How Should Cost-Of-Illness Studies Be Interpreted?


The effects of suicide and self-harm are enormous whether the perspective is personal, national, or worldwide. WHO estimates that more than 800 000 people die by suicide in the world each year. In The Lancet Psychiatry, Apostolos Tsiachristas and colleagues estimate that more than 200,000 episodes of self-harm are treated in hospitals in England every year. The personal cost is well known to anybody who has lost a family member, friend, or patient to suicide.

Tsiachristas and colleagues calculate the hospital resource use and care costs for all presentations for self-harm to the John Radcliffe Hospital in Oxford between April, 2013, and March, 2014. Altogether, the authors analyze detailed costs of 1623 presentations by 1140 patients. The individual-level information in the paper is outstanding and is broader and deeper than has been available in England and most other countries hitherto. The authors estimated that the average hospital cost of each episode of self-harm was £809. When this figure is extrapolated to all of England, the total hospital costs of self-harm is almost £162 million a year.

More than 30% of the average cost of the presentations were attributed to the cost of a psychological assessment even though only 75% of the episodes included such an assessment. Tsiachristas and colleagues estimate that it would cost the NHS £51 million if every episode of self-harm included a psychological assessment as NICE have recommended for a number of years.
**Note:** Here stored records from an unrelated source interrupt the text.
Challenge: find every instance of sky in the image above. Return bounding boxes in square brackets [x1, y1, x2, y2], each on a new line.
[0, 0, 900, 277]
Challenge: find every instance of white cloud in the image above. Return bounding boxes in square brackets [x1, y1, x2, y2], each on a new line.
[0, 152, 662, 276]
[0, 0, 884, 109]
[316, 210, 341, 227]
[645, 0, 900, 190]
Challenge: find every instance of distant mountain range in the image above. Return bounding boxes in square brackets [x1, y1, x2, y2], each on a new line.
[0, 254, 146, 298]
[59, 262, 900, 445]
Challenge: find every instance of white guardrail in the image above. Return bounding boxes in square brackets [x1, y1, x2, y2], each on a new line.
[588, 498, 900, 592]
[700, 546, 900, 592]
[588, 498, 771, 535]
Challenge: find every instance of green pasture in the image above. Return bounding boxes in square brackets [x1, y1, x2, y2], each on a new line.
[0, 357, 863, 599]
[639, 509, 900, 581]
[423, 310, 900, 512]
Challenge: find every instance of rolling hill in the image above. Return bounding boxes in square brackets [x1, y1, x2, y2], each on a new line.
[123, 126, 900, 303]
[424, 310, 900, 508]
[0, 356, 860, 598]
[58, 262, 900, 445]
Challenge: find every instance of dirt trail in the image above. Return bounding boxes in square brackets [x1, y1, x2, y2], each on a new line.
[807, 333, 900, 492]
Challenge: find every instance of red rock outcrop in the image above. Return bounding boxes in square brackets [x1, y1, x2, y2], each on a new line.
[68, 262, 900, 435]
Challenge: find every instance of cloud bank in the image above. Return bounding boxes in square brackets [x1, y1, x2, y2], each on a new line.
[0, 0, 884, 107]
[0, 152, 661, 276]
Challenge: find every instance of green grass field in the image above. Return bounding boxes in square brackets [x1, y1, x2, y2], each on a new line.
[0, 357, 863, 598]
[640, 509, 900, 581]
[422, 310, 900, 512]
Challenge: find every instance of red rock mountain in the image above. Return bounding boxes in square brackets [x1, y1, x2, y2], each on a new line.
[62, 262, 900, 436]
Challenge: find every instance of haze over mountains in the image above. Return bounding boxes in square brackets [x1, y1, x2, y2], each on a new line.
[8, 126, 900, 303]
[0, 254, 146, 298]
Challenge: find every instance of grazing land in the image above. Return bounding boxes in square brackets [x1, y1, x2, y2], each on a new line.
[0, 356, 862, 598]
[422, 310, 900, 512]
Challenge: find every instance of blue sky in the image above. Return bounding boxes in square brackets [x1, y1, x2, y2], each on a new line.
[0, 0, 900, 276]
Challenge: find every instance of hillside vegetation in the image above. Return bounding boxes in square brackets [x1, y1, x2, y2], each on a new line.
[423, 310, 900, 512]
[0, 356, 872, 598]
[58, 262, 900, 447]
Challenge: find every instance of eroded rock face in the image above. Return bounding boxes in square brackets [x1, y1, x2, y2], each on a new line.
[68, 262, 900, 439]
The reasons researchers on suicide and service providers focus so much attention on people who present with self-harm are well known. Not only is self-harm itself something to be avoided, but good evidence also suggests that people who self-harm are one of the groups with the highest risk of suicide. Figuring out ways of treating people who present in hospital after self-harming has been a top priority for health agencies for some time. In a systematic review and meta-analysis of psychosocial interventions after self-harm, Hawton and colleagues found sufficient evidence to conclude that cognitive behavioural therapy was effective in adult patients after self-harm. O’Connor and colleagues designed and analyzed a randomized control trial for a brief psychological intervention for people admitted to hospital following an episode of self-harm and found that the intervention did not affect the number of people who re-presented with self-harm or the number of re-presentations per patient. Although the Article from Tsiachristas and colleagues does not include an evaluation of any particular intervention, it does prepare the way for detailed economic modeling of the costs and benefits of a range of interventions for self-harm.

The broad area of calculating some or all of the total costs of particular illnesses is an exercise that distinguishes health economics from other specialities in economics and I sometimes wonder whether it has been a good idea to put so much effort into calculating the costs of illnesses. At some stage, most cost-of-illness studies include a suggestion that the large amount spent on the specific illness could be reduced if more attention were paid to preventing or ameliorating the underlying factors that result in the illness. Tsiachristas and colleagues make a similar point in their paper.

Several problems exist with that approach. One is that it is essentially what economists call a partial equilibrium approach. It focuses attention on one illness or problem without acknowledging that resources saved if one illness is prevented will likely be balanced by increased spending on treating another illness. Suppose for a moment that an appropriate cost of illness study had been done for every possible disease and that the total cost of illness was aggregated. The implied counterfactual from such an exercise is a world in which nobody gets sick and everybody dies suddenly at some predetermined age.

Additionally, cost of illness studies often identify that more, not less, should be spent on a particular problem. Tsiachristas and colleagues found that only 75% of patients who presented with self-harm received a psychological assessment, even though NICE recommend that everyone should have one. The best available evidence is that these assessments are an appropriate element of the care program for a person who has presented with self-harm. Highlighting the cost of these assessments as something that could potentially be saved obscures the more important issue, namely, why doesn’t every person who presents with self-harm receive a psychological assessment.

Finally, by focusing solely on costs, one can be distracted from the benefits that are produced from the resources devoted to health care. An analogy with the amount spent on entertainment and leisure might be helpful. It is possible (but silly) to think that the total amount spent on entertainment could be saved if only people learned how to be entertained by activities that didn’t cost money. Instead, most people think that it is a good thing that individuals and firms have devised all kinds of interesting ways to meet peoples’ demand for entertainment and leisure. I think that most, but not all, health care delivered in developed countries represents an appropriate use of resources. We should acknowledge and celebrate that instead of suggesting that those resources could be used for some other benefit, if only certain diseases and problems were prevented.

Although, much can be learned about the specific costs of self-harm from Tsiachristas and colleagues’ study, these broader issues should be borne in mind when questions about the costs of ill health are being considered.